AWS Amplify beyond the quickstart

Tips & tricks to integrate amplify in a real-world project

Aug 6 · 10 min read

If you know a little bit the React ecosystem, the arrival of Create React App (CRA) has probably been a relief for you. We all know how complicated it can be to set up modern tooling (including webpack, eslint, babel, hot reload server, …). CRA offers all this in a simple command line: Simply run 2 or 3 commands and voilà! Of course, it won't fit for every project. But when you just want to prototype something, you will save many hours. And you're free to eject your app at any time if you need more configuration capabilities.

Well, I am not going to speak about CRA today, but I find the analogy with AWS Amplify quite relevant.

Ready to go?

I will start with the basics and go deeper progressively, so feel free to skip to the section that interests you the best:

  1. It does everything, even the coffee, right?
  2. So what’s the deal, should I use it?
  3. Integrating into a real-world project
  4. Final thoughts

This article is the logical continuation of previous articles I wrote about serverless architectures and the Serverless framework. If you feel a bit lost at some point, you should have a quick look at these two articles:

1. It does everything, even the coffee, right?

Sorry to disappoint you, but the coffee category does not exist yet (I'm sure it's in the roadmap though). However, it's doing plenty of other cool things! After experiencing with it on a side project for 5 months, if I had to sum up Amplify in a sentence this is what I would say:

Amplify is a full-stack serverless framework

Before Amplify, AWS was already providing a great Backend as a Service (BaaS) toolset, meaning you were able to create a complete serverless backend without managing anything (including API, storage, database, authentication, authorization, …).
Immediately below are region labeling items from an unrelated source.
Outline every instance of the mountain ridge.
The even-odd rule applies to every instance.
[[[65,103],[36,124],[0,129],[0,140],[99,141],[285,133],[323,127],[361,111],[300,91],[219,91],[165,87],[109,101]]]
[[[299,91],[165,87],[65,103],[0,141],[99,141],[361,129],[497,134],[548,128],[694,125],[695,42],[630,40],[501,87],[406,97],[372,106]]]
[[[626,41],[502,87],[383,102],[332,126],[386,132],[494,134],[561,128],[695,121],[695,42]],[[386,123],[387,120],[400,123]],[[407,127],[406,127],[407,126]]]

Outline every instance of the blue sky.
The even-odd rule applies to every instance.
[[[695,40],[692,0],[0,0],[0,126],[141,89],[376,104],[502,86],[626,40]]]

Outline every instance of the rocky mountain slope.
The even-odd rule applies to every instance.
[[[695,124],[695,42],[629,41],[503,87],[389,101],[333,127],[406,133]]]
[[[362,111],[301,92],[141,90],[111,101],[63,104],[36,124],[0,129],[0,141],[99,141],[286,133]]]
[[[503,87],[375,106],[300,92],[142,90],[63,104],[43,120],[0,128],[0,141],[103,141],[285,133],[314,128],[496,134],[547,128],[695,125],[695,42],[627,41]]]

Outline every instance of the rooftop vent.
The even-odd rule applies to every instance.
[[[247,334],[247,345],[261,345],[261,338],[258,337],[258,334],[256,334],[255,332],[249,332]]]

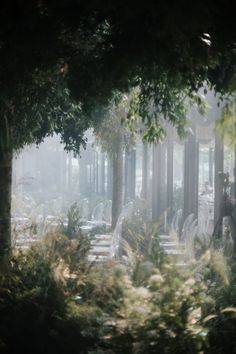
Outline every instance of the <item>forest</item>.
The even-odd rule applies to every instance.
[[[0,353],[236,353],[230,0],[0,3]]]

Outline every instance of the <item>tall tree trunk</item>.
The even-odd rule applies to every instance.
[[[12,157],[11,150],[0,149],[0,257],[11,246]]]
[[[148,145],[142,145],[142,192],[141,198],[148,198]]]
[[[118,139],[113,158],[112,228],[114,229],[123,204],[123,139]]]

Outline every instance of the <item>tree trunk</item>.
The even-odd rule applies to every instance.
[[[123,204],[123,139],[118,139],[117,151],[113,158],[112,228],[114,229]]]
[[[0,149],[0,257],[11,246],[12,151]]]
[[[148,145],[142,145],[142,191],[141,198],[148,198]]]

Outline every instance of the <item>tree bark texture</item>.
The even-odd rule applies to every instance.
[[[119,139],[113,158],[112,228],[114,229],[123,204],[123,139]]]
[[[11,246],[12,156],[0,149],[0,256]]]

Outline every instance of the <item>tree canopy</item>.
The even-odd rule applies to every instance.
[[[1,131],[6,119],[17,127],[16,147],[53,129],[69,145],[76,131],[81,142],[79,132],[98,117],[91,111],[106,105],[114,92],[137,85],[143,107],[151,98],[154,111],[177,125],[176,102],[204,83],[221,93],[235,87],[236,29],[229,0],[3,0],[0,18]],[[69,128],[65,116],[58,124],[57,114],[44,109],[41,119],[35,112],[47,101],[58,107],[51,95],[58,80],[79,104],[85,123],[79,129]]]

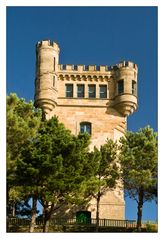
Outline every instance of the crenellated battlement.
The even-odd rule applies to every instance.
[[[116,65],[105,66],[105,65],[71,65],[71,64],[59,64],[59,71],[74,71],[74,72],[95,72],[95,73],[108,73],[117,71],[121,68],[133,69],[138,71],[138,67],[135,63],[131,61],[122,61]]]
[[[108,99],[108,108],[127,116],[137,109],[138,67],[132,61],[114,65],[59,64],[58,44],[39,41],[37,54],[36,105],[45,112],[52,111],[60,98],[77,101]],[[103,100],[102,100],[103,99]],[[69,99],[69,101],[71,101]],[[48,107],[48,105],[50,107]]]
[[[50,41],[50,40],[38,41],[36,44],[36,48],[41,48],[41,47],[52,47],[56,51],[58,51],[58,53],[60,51],[59,45],[56,42]]]

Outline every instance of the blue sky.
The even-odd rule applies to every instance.
[[[8,7],[7,93],[34,98],[35,45],[51,39],[60,46],[61,64],[138,65],[138,110],[128,130],[150,125],[157,131],[156,7]],[[136,219],[136,203],[126,199],[126,218]],[[143,220],[156,220],[155,203]]]

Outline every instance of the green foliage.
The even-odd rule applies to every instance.
[[[137,229],[141,231],[143,204],[157,198],[157,134],[147,126],[136,133],[127,132],[120,142],[124,188],[137,201]]]
[[[15,167],[27,140],[34,137],[40,125],[41,111],[36,111],[33,103],[26,103],[12,93],[7,96],[7,166]]]
[[[137,133],[127,132],[120,142],[120,162],[126,192],[138,201],[138,191],[142,187],[144,200],[152,200],[157,186],[157,134],[148,126]]]
[[[94,152],[91,153],[95,175],[93,187],[95,185],[97,187],[95,197],[97,197],[97,192],[102,196],[109,188],[114,189],[117,184],[119,179],[117,151],[117,143],[108,139],[107,143],[100,147],[100,150],[94,148]]]

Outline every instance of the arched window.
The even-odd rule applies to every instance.
[[[80,133],[91,134],[91,123],[90,122],[81,122],[80,123]]]

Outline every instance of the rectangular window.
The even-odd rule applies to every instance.
[[[107,85],[100,85],[99,87],[100,92],[100,99],[107,98]]]
[[[137,84],[134,80],[132,80],[132,94],[137,95]]]
[[[80,123],[80,133],[91,134],[91,123],[89,123],[89,122],[81,122]]]
[[[88,85],[88,98],[96,97],[96,85]]]
[[[84,98],[84,85],[82,84],[77,85],[77,97]]]
[[[72,98],[73,97],[73,84],[66,84],[65,87],[66,87],[66,89],[65,89],[66,97]]]
[[[124,80],[119,80],[117,83],[118,94],[124,93]]]

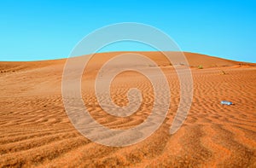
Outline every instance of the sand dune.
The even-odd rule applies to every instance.
[[[65,59],[0,62],[0,167],[256,166],[255,64],[184,53],[193,75],[193,104],[183,125],[170,135],[180,95],[173,65],[159,52],[137,53],[160,67],[172,97],[160,129],[130,147],[95,143],[73,126],[61,97]],[[143,122],[151,112],[154,92],[149,81],[135,72],[123,72],[113,81],[111,96],[119,106],[127,104],[130,88],[142,90],[139,110],[125,118],[105,113],[94,91],[97,71],[119,54],[97,54],[90,61],[82,78],[82,94],[84,105],[98,123],[128,129]],[[200,65],[203,69],[197,68]],[[180,66],[187,65],[180,62]],[[145,68],[150,72],[154,67]],[[235,105],[220,105],[222,100]]]

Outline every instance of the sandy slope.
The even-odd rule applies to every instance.
[[[143,94],[140,110],[126,118],[115,118],[101,109],[93,91],[94,78],[97,69],[118,54],[99,54],[90,61],[83,76],[82,91],[84,104],[99,123],[125,129],[147,118],[154,94],[146,78],[126,72],[113,81],[113,100],[125,105],[127,90],[137,87]],[[193,104],[184,125],[171,136],[169,128],[179,102],[177,75],[160,53],[140,54],[154,60],[166,75],[171,106],[154,134],[126,148],[96,144],[73,128],[61,98],[65,60],[0,62],[0,167],[256,166],[255,65],[185,53],[193,73]],[[199,65],[204,69],[196,68]],[[222,106],[222,100],[235,105]]]

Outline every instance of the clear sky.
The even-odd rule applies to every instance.
[[[2,0],[0,20],[0,61],[65,58],[97,28],[140,22],[167,33],[182,50],[256,62],[254,0]]]

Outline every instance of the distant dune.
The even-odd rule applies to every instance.
[[[96,54],[82,78],[83,100],[91,116],[114,129],[141,124],[154,103],[149,81],[126,72],[113,81],[111,96],[124,106],[129,89],[138,88],[143,98],[139,111],[116,118],[99,106],[94,91],[97,71],[122,53],[127,52]],[[193,104],[183,125],[170,135],[180,95],[174,65],[160,52],[136,53],[151,58],[164,72],[171,106],[159,130],[125,148],[99,145],[74,129],[61,97],[66,59],[0,62],[0,167],[256,167],[256,64],[185,52],[189,65],[178,66],[191,68]],[[223,100],[235,105],[221,105]]]

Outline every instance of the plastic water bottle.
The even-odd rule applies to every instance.
[[[230,106],[230,105],[232,105],[233,103],[231,101],[220,101],[220,104]]]

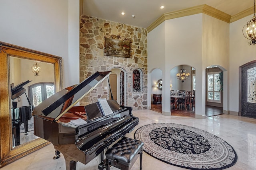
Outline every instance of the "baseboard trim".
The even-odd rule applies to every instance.
[[[205,118],[206,117],[206,115],[197,115],[196,114],[195,114],[195,117],[196,119],[205,119]]]
[[[222,113],[223,114],[225,114],[225,115],[229,115],[229,111],[226,110],[222,110]]]
[[[165,116],[170,116],[171,112],[162,111],[162,114]]]
[[[235,116],[239,116],[239,114],[238,111],[229,111],[229,114],[232,115],[234,115]]]

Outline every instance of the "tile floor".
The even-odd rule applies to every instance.
[[[186,125],[201,129],[221,138],[235,149],[238,156],[236,163],[227,170],[256,170],[256,119],[232,115],[222,115],[203,119],[178,116],[166,116],[151,110],[133,111],[134,115],[140,118],[139,124],[127,137],[133,138],[136,130],[150,123],[172,123]],[[41,149],[7,165],[1,170],[18,169],[65,170],[63,155],[57,160],[52,159],[54,149],[52,145]],[[163,162],[144,153],[143,170],[185,170]],[[98,158],[86,165],[78,162],[76,170],[97,170]],[[112,167],[111,170],[116,170]],[[139,159],[132,170],[139,169]]]

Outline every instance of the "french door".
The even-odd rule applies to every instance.
[[[256,61],[246,64],[239,68],[241,115],[256,118]]]
[[[220,84],[218,77],[220,72],[207,73],[207,102],[221,103]]]

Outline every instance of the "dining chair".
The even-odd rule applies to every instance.
[[[178,96],[185,95],[186,94],[186,90],[177,90],[177,95]]]
[[[192,104],[192,107],[194,107],[196,108],[196,90],[193,90],[192,96],[191,97],[191,104]]]
[[[187,107],[188,106],[190,109],[192,109],[191,103],[191,98],[193,92],[185,91],[185,97],[184,98],[181,99],[178,101],[178,105],[180,106],[180,108],[182,106],[185,107],[185,109],[187,110]]]

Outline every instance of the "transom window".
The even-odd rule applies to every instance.
[[[36,83],[28,86],[29,100],[36,107],[55,93],[54,84],[51,82]]]

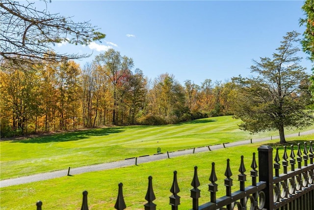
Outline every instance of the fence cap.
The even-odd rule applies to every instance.
[[[269,146],[263,145],[260,147],[259,148],[258,148],[258,150],[259,151],[272,151],[273,148]]]

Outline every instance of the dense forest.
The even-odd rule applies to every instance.
[[[164,124],[232,114],[232,82],[151,80],[132,59],[109,50],[83,67],[73,60],[16,65],[0,72],[1,135],[104,125]]]

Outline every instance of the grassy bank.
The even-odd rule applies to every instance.
[[[304,141],[313,140],[314,135],[300,136],[287,139],[296,145]],[[292,140],[293,141],[292,141]],[[195,153],[170,159],[156,161],[126,168],[88,173],[72,177],[48,180],[0,188],[1,210],[35,209],[35,202],[38,200],[43,203],[44,209],[77,209],[80,208],[82,192],[88,191],[88,204],[93,210],[113,209],[117,193],[118,184],[123,182],[123,193],[129,210],[143,209],[146,203],[146,193],[149,176],[153,177],[153,185],[157,199],[154,202],[158,210],[169,209],[169,196],[172,183],[174,170],[178,171],[178,194],[181,197],[182,209],[191,207],[190,190],[194,166],[198,167],[201,186],[200,203],[209,200],[208,192],[209,179],[211,163],[216,164],[218,178],[218,196],[224,195],[223,185],[226,159],[230,159],[232,178],[234,180],[233,191],[239,189],[237,175],[241,155],[244,156],[246,169],[247,184],[251,184],[249,171],[253,152],[257,153],[257,148],[261,145],[277,146],[273,141],[252,144],[229,148],[200,153]],[[280,146],[281,147],[281,146]],[[282,149],[282,147],[281,147]],[[274,150],[274,155],[275,150]],[[281,150],[280,158],[283,150]],[[296,153],[296,151],[295,151]],[[289,154],[289,153],[288,153]],[[258,170],[258,168],[257,169]]]
[[[1,141],[0,177],[3,180],[152,154],[157,147],[166,152],[278,135],[271,132],[251,135],[238,129],[239,123],[224,116],[176,125],[105,127]]]

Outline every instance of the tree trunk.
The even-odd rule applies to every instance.
[[[280,144],[286,144],[286,139],[285,138],[285,131],[284,130],[284,125],[281,125],[280,127],[278,128],[278,131],[279,131],[279,138],[280,138]]]

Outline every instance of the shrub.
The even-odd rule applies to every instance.
[[[164,118],[156,115],[147,115],[138,119],[138,122],[141,125],[161,125],[167,124],[167,120]]]

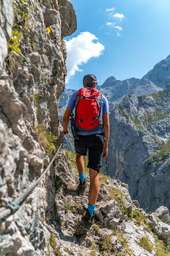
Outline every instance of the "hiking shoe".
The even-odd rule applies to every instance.
[[[79,180],[80,180],[80,184],[77,189],[80,195],[83,195],[87,187],[87,180],[86,179],[85,179],[83,181],[81,180],[80,179]]]
[[[94,219],[95,212],[94,212],[93,215],[90,214],[88,209],[86,210],[83,216],[83,221],[84,222],[84,229],[85,230],[89,230],[90,227],[92,225]]]

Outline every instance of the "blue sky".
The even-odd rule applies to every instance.
[[[64,38],[67,88],[80,88],[86,74],[96,75],[99,84],[111,76],[141,78],[169,55],[169,0],[71,2],[78,29]]]

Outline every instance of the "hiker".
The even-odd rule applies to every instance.
[[[74,140],[74,147],[80,178],[78,190],[80,195],[84,194],[87,186],[83,156],[86,156],[89,150],[89,204],[83,217],[86,230],[90,229],[94,218],[94,209],[99,190],[99,171],[102,160],[108,155],[110,134],[108,102],[96,89],[97,81],[94,75],[84,76],[83,88],[72,95],[62,118],[63,134],[67,135],[69,118],[76,108],[75,127],[78,137]]]

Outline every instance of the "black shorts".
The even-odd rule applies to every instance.
[[[87,167],[99,172],[102,165],[104,139],[103,134],[79,135],[79,140],[74,140],[76,153],[86,156],[89,149],[89,163]]]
But when it comes to integrating with your frontends (web or mobile), you were left alone with no pre-designed architectures recommendations. This is, I think, the main innovation brought by Amplify.

So, what is amplify made of?

  • A CLI, this is where it all starts. Run npm install -g @aws-amplify/cli and start your project. The CLI allows you to create a project and add resources from various categories in it (api, auth, hosting, storage, …). Under the hood, it creates CloudFormation stacks and manages them.
  • An API as a service: simply configure your data model using GraphQL Schema Definition Language (SDL), and Amplify will take care of creating and managing all the resources for you (DynamoDB tables, AppSync resolvers, Lambda functions, …). It also offers subscription using WebSockets to add some real-time features to your app.
  • A user management system, on top of Cognito User Pool and Cognito Federated Identities. Handle MFA, social providers and all the boring stuff in a snap.
  • A static website hosting service. Running amplify push in the configured environments will build your frontend app, deploy it on S3 and configure a CloudFront distribution for you. This is very similar to Netlify.
  • A UI library. Amplify provides UI components for React, React Native, Angular, Ionic, and Vue. Don’t expect too much on this, but I find the Authenticator component quite useful when building a prototype.
  • A CI/CD platform. Yep, with Amplify Console you can setup a proper CI/CD pipeline that follows the git flow, create feature environments on-the-fly, configure domains and restrict access, well all your DevOps!
  • Analytics (user tracking), push notifications, AR/VR, machine learning, chatbots, and probably more to come. I feel that AWS is using Amplify to showcase lots of new features.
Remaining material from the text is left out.